Bari could feel his own pulse. The lieutenant must notice the blood rushing to my face, he thought. “Yes I do remember that sometimes I would come by and knock and he would say he had people inside and I should come back later.”

The lieutenant moved slowly back to the chair behind his desk, fixing his eyes on the other detainee.

The man who sat next to Bari, a man named Attar, was visibly frightened, increasingly so each day. The police had let Bari go around 7 pm the night before with instructions to come back the following morning — but they had held onto Attar, God knows how late. When Bari returned, he found Attar alone in the office waiting for the lieutenant to arrive. He was slumped over in his chair, asleep. Bari tapped him on the shoulder and Attar convulsed. He cried, There is no power or strength except in God! and looked frantically in several directions before setting his rose-pink eyes on Bari. “Oh I’m so sorry,” he said. “I’m so sorry.”

The stars had come out on the third day of questioning by the time a distant tumult from the ground floor of the precinct drew louder and nearer, banging up the staircase on squeaky wet boots. There was yelling and a nasal wordless plea. Into the room walked four detectives, all sweaty, and a young man between them in handcuffs. He limped and wore a bandage stained with blood around his left wrist. Eight hands were on his body.

Bari had a son his age.

“What I want to know is,” one of the detectives began to say.

The lieutenant motioned him to stop talking.

“Brothers,” the lieutenant said, “we would like to ask whether either of you has seen this young man before.”

He looked to Attar, who shook his head.

“Brother Muhammad Bari?”

“I have never seen him before in my life and he must not be from our area because I know I would have seen him at least once or twice if he were from here,” he declared, overdoing it a bit, he realized.

The lieutenant snapped his fingers and an old typist from across the hall showed up with paper. Bari and Attar were made to sign affidavits to the effect that the young man was a stranger to them.

“My brothers,” the lieutenant said, “you are free to go.”

Attar darted out of the room with barely a God keep you.

Bari didn’t move at first. He looked at the boy in handcuffs for as long as his eyes would let him. This man’s role in Bari’s simple life began to dawn on him. Bari stood up and steadied himself, making a tentative approach toward the lieutenant. He took a deep breath.

“This is the man?” Bari asked.

The lieutenant nodded.

“Why did he –”

“The important thing is we have caught him and he will confess.”

Another deep breath.

“That’s it?” Bari asked.

“Brother Muhammad,” the lieutenant said, “try to move on.”
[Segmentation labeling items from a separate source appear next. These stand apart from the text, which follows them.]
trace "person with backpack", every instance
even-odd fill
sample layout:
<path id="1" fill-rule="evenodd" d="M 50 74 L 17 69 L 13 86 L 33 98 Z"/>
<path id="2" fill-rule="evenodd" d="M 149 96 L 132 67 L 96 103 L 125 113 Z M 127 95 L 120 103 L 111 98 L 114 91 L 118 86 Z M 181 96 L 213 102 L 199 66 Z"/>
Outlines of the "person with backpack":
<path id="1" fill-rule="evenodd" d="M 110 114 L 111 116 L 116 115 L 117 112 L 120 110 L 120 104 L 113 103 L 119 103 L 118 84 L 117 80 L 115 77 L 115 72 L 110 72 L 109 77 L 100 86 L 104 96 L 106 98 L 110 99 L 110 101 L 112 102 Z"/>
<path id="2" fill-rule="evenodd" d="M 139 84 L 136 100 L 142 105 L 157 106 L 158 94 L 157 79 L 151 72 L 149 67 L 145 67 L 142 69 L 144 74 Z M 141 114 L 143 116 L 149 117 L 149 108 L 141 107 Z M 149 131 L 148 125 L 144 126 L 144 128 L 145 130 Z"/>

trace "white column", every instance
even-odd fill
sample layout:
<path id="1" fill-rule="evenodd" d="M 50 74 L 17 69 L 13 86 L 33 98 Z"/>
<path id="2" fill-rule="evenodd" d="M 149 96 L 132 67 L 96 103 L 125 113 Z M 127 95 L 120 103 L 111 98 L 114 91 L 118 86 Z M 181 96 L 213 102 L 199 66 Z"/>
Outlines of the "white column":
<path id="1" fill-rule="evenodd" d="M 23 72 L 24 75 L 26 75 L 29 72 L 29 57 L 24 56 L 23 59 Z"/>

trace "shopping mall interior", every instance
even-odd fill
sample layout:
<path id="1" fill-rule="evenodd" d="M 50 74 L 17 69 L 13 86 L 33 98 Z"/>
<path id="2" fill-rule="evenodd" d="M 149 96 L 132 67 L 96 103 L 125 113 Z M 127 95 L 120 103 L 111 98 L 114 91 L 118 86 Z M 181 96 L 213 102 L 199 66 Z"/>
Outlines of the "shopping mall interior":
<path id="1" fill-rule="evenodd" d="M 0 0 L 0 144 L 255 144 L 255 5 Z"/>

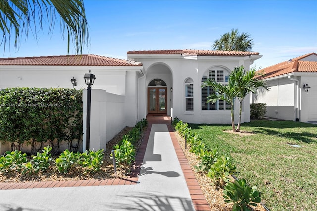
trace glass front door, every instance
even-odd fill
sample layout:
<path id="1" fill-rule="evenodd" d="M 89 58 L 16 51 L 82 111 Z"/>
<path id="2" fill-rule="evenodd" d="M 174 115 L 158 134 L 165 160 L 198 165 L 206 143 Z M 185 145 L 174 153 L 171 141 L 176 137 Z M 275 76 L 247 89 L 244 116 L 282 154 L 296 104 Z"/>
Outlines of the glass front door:
<path id="1" fill-rule="evenodd" d="M 148 88 L 148 112 L 167 113 L 167 88 Z"/>

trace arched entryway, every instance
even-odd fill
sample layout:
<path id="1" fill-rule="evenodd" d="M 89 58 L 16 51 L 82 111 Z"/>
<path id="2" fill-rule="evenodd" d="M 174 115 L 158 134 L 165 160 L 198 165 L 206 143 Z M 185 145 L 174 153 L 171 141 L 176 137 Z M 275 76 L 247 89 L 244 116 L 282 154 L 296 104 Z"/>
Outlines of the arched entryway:
<path id="1" fill-rule="evenodd" d="M 147 112 L 148 114 L 171 115 L 172 108 L 172 75 L 164 63 L 150 66 L 146 72 Z"/>
<path id="2" fill-rule="evenodd" d="M 148 86 L 148 113 L 167 114 L 167 88 L 165 81 L 152 80 Z"/>

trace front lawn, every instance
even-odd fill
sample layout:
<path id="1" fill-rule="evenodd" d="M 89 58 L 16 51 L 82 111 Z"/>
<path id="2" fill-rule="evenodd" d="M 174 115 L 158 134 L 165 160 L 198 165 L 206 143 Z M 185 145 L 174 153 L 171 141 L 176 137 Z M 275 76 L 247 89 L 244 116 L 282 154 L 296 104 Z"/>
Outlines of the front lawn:
<path id="1" fill-rule="evenodd" d="M 244 136 L 223 132 L 228 125 L 189 127 L 209 148 L 233 158 L 236 176 L 258 187 L 271 211 L 317 210 L 317 125 L 254 120 L 242 125 L 253 133 Z"/>

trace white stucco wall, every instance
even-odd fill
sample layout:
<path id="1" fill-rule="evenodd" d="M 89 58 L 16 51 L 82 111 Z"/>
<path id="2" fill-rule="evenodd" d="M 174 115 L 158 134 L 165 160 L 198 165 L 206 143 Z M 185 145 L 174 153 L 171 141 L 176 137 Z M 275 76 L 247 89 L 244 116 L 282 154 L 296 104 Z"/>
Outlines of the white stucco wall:
<path id="1" fill-rule="evenodd" d="M 83 92 L 83 150 L 86 141 L 87 90 Z M 124 127 L 124 96 L 92 89 L 90 149 L 106 149 L 106 143 Z"/>
<path id="2" fill-rule="evenodd" d="M 295 120 L 296 86 L 294 82 L 288 78 L 269 80 L 269 91 L 258 94 L 255 103 L 266 103 L 266 116 Z"/>
<path id="3" fill-rule="evenodd" d="M 135 55 L 128 54 L 128 59 L 142 62 L 145 76 L 138 81 L 138 118 L 144 118 L 147 114 L 147 89 L 149 82 L 159 78 L 166 83 L 168 90 L 168 115 L 172 115 L 181 120 L 194 123 L 231 123 L 231 113 L 227 111 L 202 111 L 201 108 L 201 80 L 206 71 L 214 66 L 221 66 L 228 70 L 234 67 L 244 65 L 249 68 L 250 59 L 247 57 L 186 56 L 180 55 Z M 194 81 L 194 111 L 185 111 L 185 85 L 186 79 Z M 173 88 L 173 92 L 170 91 Z M 142 96 L 141 95 L 142 93 Z M 237 101 L 237 102 L 238 102 Z M 173 113 L 170 113 L 172 109 Z M 238 117 L 239 104 L 235 104 L 236 119 Z M 244 101 L 242 122 L 250 121 L 249 97 Z"/>
<path id="4" fill-rule="evenodd" d="M 298 73 L 290 77 L 298 83 L 290 80 L 288 75 L 268 80 L 271 90 L 258 93 L 254 103 L 267 104 L 266 116 L 303 122 L 317 121 L 317 74 Z M 311 87 L 308 92 L 303 88 L 304 83 Z M 296 97 L 298 90 L 298 99 Z"/>
<path id="5" fill-rule="evenodd" d="M 307 83 L 311 88 L 305 92 L 303 88 Z M 317 121 L 317 73 L 307 73 L 300 78 L 301 118 L 303 122 Z"/>

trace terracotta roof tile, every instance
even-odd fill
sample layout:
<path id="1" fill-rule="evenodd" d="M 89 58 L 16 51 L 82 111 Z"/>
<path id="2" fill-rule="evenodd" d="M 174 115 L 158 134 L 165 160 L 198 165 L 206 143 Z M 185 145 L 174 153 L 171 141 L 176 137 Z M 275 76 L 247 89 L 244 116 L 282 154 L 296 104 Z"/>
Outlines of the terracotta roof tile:
<path id="1" fill-rule="evenodd" d="M 253 52 L 200 50 L 195 49 L 176 49 L 164 50 L 131 51 L 127 52 L 127 54 L 180 54 L 214 56 L 245 56 L 251 55 L 259 55 L 259 53 Z"/>
<path id="2" fill-rule="evenodd" d="M 96 55 L 0 58 L 0 65 L 142 66 L 141 62 Z"/>
<path id="3" fill-rule="evenodd" d="M 292 72 L 317 72 L 317 62 L 300 60 L 312 55 L 317 56 L 317 54 L 312 53 L 262 69 L 260 71 L 265 76 L 262 78 L 272 78 Z"/>

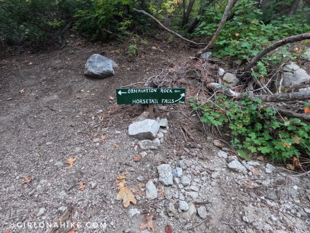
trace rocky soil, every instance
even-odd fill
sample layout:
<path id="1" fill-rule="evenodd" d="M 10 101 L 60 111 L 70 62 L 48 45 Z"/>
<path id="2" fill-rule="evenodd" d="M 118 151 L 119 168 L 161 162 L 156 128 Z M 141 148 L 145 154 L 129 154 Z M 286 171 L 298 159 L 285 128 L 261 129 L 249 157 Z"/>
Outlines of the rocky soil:
<path id="1" fill-rule="evenodd" d="M 156 75 L 179 45 L 153 42 L 144 45 L 152 55 L 135 62 L 117 44 L 2 58 L 0 231 L 48 232 L 48 224 L 52 227 L 71 206 L 65 221 L 79 223 L 78 233 L 145 233 L 139 229 L 143 215 L 153 211 L 159 233 L 167 225 L 174 232 L 309 232 L 309 178 L 290 176 L 263 158 L 241 159 L 206 139 L 188 105 L 158 106 L 163 124 L 146 139 L 156 140 L 157 149 L 129 135 L 145 108 L 117 106 L 115 89 Z M 152 50 L 156 43 L 171 48 Z M 115 76 L 86 78 L 86 61 L 103 50 L 119 66 Z M 70 158 L 76 158 L 72 167 Z M 126 208 L 116 199 L 117 176 L 124 172 L 136 200 Z"/>

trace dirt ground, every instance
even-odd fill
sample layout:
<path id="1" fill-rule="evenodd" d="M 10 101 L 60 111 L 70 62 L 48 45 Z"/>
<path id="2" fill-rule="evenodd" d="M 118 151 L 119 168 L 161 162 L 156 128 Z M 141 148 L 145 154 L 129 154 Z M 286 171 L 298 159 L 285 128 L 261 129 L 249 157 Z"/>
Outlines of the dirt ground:
<path id="1" fill-rule="evenodd" d="M 115 89 L 145 81 L 171 62 L 185 62 L 196 51 L 180 50 L 183 42 L 175 39 L 171 43 L 164 37 L 147 39 L 147 44 L 139 43 L 134 58 L 126 53 L 128 43 L 78 43 L 74 38 L 61 48 L 2 55 L 0 231 L 49 232 L 47 224 L 53 224 L 71 204 L 69 222 L 81 223 L 78 233 L 148 232 L 139 227 L 143 214 L 154 210 L 157 232 L 165 232 L 167 225 L 174 232 L 309 232 L 308 178 L 287 177 L 291 174 L 284 166 L 275 164 L 266 173 L 270 167 L 263 160 L 257 161 L 256 173 L 229 169 L 213 139 L 193 123 L 199 119 L 187 102 L 157 106 L 155 117 L 168 120 L 169 128 L 161 130 L 163 142 L 134 161 L 144 152 L 128 135 L 128 126 L 147 109 L 117 106 Z M 114 76 L 84 75 L 86 61 L 95 53 L 119 64 Z M 187 96 L 199 85 L 189 82 L 179 86 L 186 87 Z M 194 146 L 188 146 L 184 127 L 192 133 Z M 98 141 L 102 136 L 106 138 Z M 77 158 L 73 167 L 66 163 L 70 158 Z M 172 185 L 162 184 L 157 167 L 163 163 L 182 167 L 190 186 L 175 180 Z M 116 200 L 115 182 L 125 171 L 129 188 L 151 180 L 164 195 L 148 200 L 143 187 L 142 197 L 133 191 L 137 204 L 125 208 Z M 21 183 L 26 175 L 31 181 Z M 86 182 L 83 191 L 78 188 L 81 182 Z M 186 211 L 178 207 L 184 200 Z M 197 212 L 202 206 L 207 211 L 204 219 Z M 34 227 L 40 223 L 42 227 Z"/>

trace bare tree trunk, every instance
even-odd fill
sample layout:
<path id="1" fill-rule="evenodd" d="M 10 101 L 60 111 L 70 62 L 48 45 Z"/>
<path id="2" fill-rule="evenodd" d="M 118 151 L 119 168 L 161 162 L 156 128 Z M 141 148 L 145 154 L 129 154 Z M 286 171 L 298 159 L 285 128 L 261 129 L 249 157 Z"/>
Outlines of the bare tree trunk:
<path id="1" fill-rule="evenodd" d="M 203 1 L 202 1 L 202 2 L 201 3 L 202 6 L 200 7 L 200 8 L 199 9 L 199 11 L 198 11 L 198 15 L 202 16 L 202 15 L 205 13 L 205 9 L 210 4 L 211 4 L 211 3 L 214 0 L 209 0 L 209 2 L 207 2 L 205 4 L 202 4 L 202 2 Z M 195 18 L 193 20 L 193 21 L 192 21 L 192 22 L 191 23 L 190 25 L 189 25 L 189 26 L 188 27 L 188 29 L 187 30 L 187 31 L 188 31 L 190 33 L 192 33 L 194 32 L 194 31 L 195 30 L 195 28 L 197 26 L 200 22 L 200 19 L 198 19 L 197 17 Z"/>
<path id="2" fill-rule="evenodd" d="M 197 43 L 197 42 L 195 42 L 194 41 L 193 41 L 191 40 L 190 40 L 186 39 L 186 38 L 183 37 L 181 35 L 179 34 L 178 34 L 175 32 L 173 31 L 170 30 L 168 28 L 166 28 L 166 27 L 164 26 L 159 21 L 158 19 L 155 18 L 155 17 L 154 17 L 154 16 L 152 15 L 150 15 L 148 13 L 144 11 L 137 10 L 135 8 L 134 8 L 134 11 L 135 12 L 136 12 L 137 13 L 143 14 L 144 15 L 146 15 L 147 16 L 149 17 L 152 19 L 156 21 L 156 22 L 157 23 L 158 23 L 158 24 L 161 27 L 163 28 L 166 31 L 168 31 L 170 32 L 170 33 L 172 33 L 172 34 L 173 34 L 174 35 L 175 35 L 179 38 L 181 38 L 183 40 L 185 40 L 185 41 L 188 42 L 188 43 L 191 43 L 193 44 L 195 44 L 196 45 L 206 45 L 206 44 L 204 43 Z"/>
<path id="3" fill-rule="evenodd" d="M 227 18 L 227 16 L 228 15 L 228 13 L 229 12 L 230 8 L 231 8 L 232 7 L 232 6 L 233 2 L 233 0 L 229 0 L 228 4 L 227 5 L 227 6 L 226 7 L 226 8 L 225 8 L 225 11 L 224 12 L 224 14 L 223 14 L 223 17 L 222 18 L 222 21 L 221 21 L 221 22 L 219 25 L 219 27 L 218 28 L 216 31 L 215 32 L 215 34 L 213 36 L 212 39 L 211 40 L 211 41 L 210 41 L 210 43 L 206 47 L 202 49 L 201 49 L 195 54 L 195 57 L 199 58 L 201 55 L 201 54 L 207 52 L 212 47 L 212 45 L 213 45 L 213 43 L 215 42 L 215 41 L 216 40 L 216 39 L 217 39 L 218 37 L 219 36 L 219 33 L 221 31 L 221 30 L 222 29 L 222 28 L 223 27 L 223 25 L 224 25 L 224 24 L 225 23 L 225 21 L 226 21 L 226 19 Z"/>
<path id="4" fill-rule="evenodd" d="M 195 0 L 190 0 L 189 3 L 188 4 L 188 7 L 187 7 L 187 10 L 185 14 L 183 16 L 183 21 L 182 22 L 182 26 L 187 24 L 188 22 L 188 18 L 189 18 L 189 15 L 192 12 L 192 10 L 193 8 L 193 5 L 195 2 Z"/>
<path id="5" fill-rule="evenodd" d="M 253 68 L 253 67 L 260 59 L 270 51 L 274 49 L 275 49 L 277 48 L 286 44 L 293 43 L 296 41 L 300 41 L 301 40 L 303 40 L 309 39 L 310 39 L 310 33 L 308 33 L 292 36 L 277 41 L 274 43 L 266 47 L 265 49 L 253 57 L 249 64 L 245 68 L 244 70 L 246 72 L 250 72 L 251 69 Z"/>

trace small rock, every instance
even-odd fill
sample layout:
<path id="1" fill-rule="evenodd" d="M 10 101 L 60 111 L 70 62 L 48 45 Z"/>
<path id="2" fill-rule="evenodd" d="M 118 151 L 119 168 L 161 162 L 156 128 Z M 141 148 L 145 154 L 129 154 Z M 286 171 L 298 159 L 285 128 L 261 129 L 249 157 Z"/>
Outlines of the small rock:
<path id="1" fill-rule="evenodd" d="M 171 185 L 173 184 L 172 174 L 170 165 L 162 164 L 157 167 L 157 171 L 159 175 L 158 180 L 165 185 Z"/>
<path id="2" fill-rule="evenodd" d="M 98 183 L 95 180 L 92 180 L 91 181 L 91 186 L 92 189 L 94 189 L 98 185 Z"/>
<path id="3" fill-rule="evenodd" d="M 246 216 L 242 216 L 242 220 L 246 222 L 249 222 L 249 219 Z"/>
<path id="4" fill-rule="evenodd" d="M 266 168 L 265 169 L 265 172 L 267 174 L 271 174 L 272 173 L 272 171 L 269 168 Z"/>
<path id="5" fill-rule="evenodd" d="M 267 163 L 266 164 L 266 167 L 267 167 L 268 169 L 270 169 L 270 170 L 272 171 L 273 171 L 274 170 L 276 170 L 276 168 L 273 167 L 272 165 L 271 165 L 270 163 Z"/>
<path id="6" fill-rule="evenodd" d="M 205 206 L 201 206 L 197 208 L 198 215 L 199 217 L 203 219 L 205 219 L 208 216 L 208 213 Z"/>
<path id="7" fill-rule="evenodd" d="M 227 166 L 231 170 L 239 173 L 247 173 L 246 169 L 237 160 L 231 162 Z"/>
<path id="8" fill-rule="evenodd" d="M 219 157 L 224 158 L 227 158 L 228 157 L 228 155 L 226 152 L 223 151 L 222 150 L 220 150 L 217 153 L 217 155 Z"/>
<path id="9" fill-rule="evenodd" d="M 237 86 L 240 80 L 235 75 L 227 73 L 223 77 L 223 84 L 229 88 L 232 88 Z"/>
<path id="10" fill-rule="evenodd" d="M 262 186 L 264 188 L 267 188 L 270 185 L 271 182 L 269 179 L 266 179 L 262 182 Z"/>
<path id="11" fill-rule="evenodd" d="M 64 164 L 62 162 L 56 162 L 54 164 L 54 166 L 57 167 L 62 167 L 64 165 Z"/>
<path id="12" fill-rule="evenodd" d="M 225 73 L 225 71 L 222 68 L 219 68 L 219 70 L 217 71 L 217 75 L 220 77 L 222 77 L 224 75 Z"/>
<path id="13" fill-rule="evenodd" d="M 183 169 L 180 167 L 176 167 L 172 170 L 172 176 L 174 178 L 181 176 L 183 171 Z"/>
<path id="14" fill-rule="evenodd" d="M 160 141 L 158 138 L 155 138 L 140 141 L 138 144 L 143 150 L 156 150 L 160 145 Z"/>
<path id="15" fill-rule="evenodd" d="M 185 201 L 180 201 L 179 202 L 179 208 L 181 210 L 186 211 L 188 209 L 188 204 Z"/>
<path id="16" fill-rule="evenodd" d="M 157 190 L 154 183 L 151 180 L 149 180 L 145 185 L 146 190 L 145 197 L 148 200 L 154 200 L 157 197 L 158 194 Z"/>
<path id="17" fill-rule="evenodd" d="M 159 126 L 161 127 L 166 127 L 168 126 L 168 120 L 165 118 L 161 119 L 159 121 Z"/>
<path id="18" fill-rule="evenodd" d="M 184 186 L 191 184 L 191 180 L 187 176 L 182 176 L 181 177 L 181 183 Z"/>
<path id="19" fill-rule="evenodd" d="M 155 138 L 159 127 L 159 124 L 156 121 L 147 119 L 130 125 L 128 133 L 138 139 L 152 139 Z"/>
<path id="20" fill-rule="evenodd" d="M 138 209 L 131 209 L 129 211 L 129 215 L 132 217 L 136 214 L 140 214 L 141 212 L 141 211 Z"/>
<path id="21" fill-rule="evenodd" d="M 39 210 L 39 212 L 37 214 L 37 217 L 39 217 L 40 216 L 42 216 L 43 214 L 44 213 L 46 212 L 46 210 L 45 208 L 44 207 L 42 207 Z"/>

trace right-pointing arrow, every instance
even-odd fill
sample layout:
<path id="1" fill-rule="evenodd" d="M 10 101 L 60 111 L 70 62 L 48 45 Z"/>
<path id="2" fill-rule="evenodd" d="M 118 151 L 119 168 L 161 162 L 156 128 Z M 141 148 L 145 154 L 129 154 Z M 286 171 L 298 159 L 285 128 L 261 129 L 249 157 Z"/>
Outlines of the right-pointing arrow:
<path id="1" fill-rule="evenodd" d="M 119 94 L 120 95 L 122 95 L 122 94 L 126 94 L 127 92 L 122 92 L 122 91 L 120 90 L 119 91 L 117 92 L 117 93 Z"/>
<path id="2" fill-rule="evenodd" d="M 184 93 L 182 93 L 181 94 L 181 97 L 179 99 L 177 99 L 176 100 L 175 100 L 175 102 L 176 102 L 177 101 L 178 101 L 180 99 L 182 98 L 182 97 L 184 97 L 185 96 L 185 94 Z"/>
Bari went to bed that night weeping and weeping at last.

Because he had been detained, he had missed the funeral. So had Attar. In his tears, Bari could picture it, having lent a hand in the burial of indigent neighbors before. From the great city morgue off the interstate the body would be thrown into a rickety red and white ambulance and driven 250 yards to the expansive Burial Grounds of Mercy. Down a long flowery lane where amputees and orphans confer blessings in exchange for charity, the dark sack would reach its pit. There are few family plots in Casablanca; lanes fill up with bodies in the order in which they are received. A cleric whom the victim had never met would go through Salat al-Jannaza, a special prayer for funerals. The grave would be marked by a long number.

Bari lay awake all night.

When he ran out of tears, he started asking questions of his own.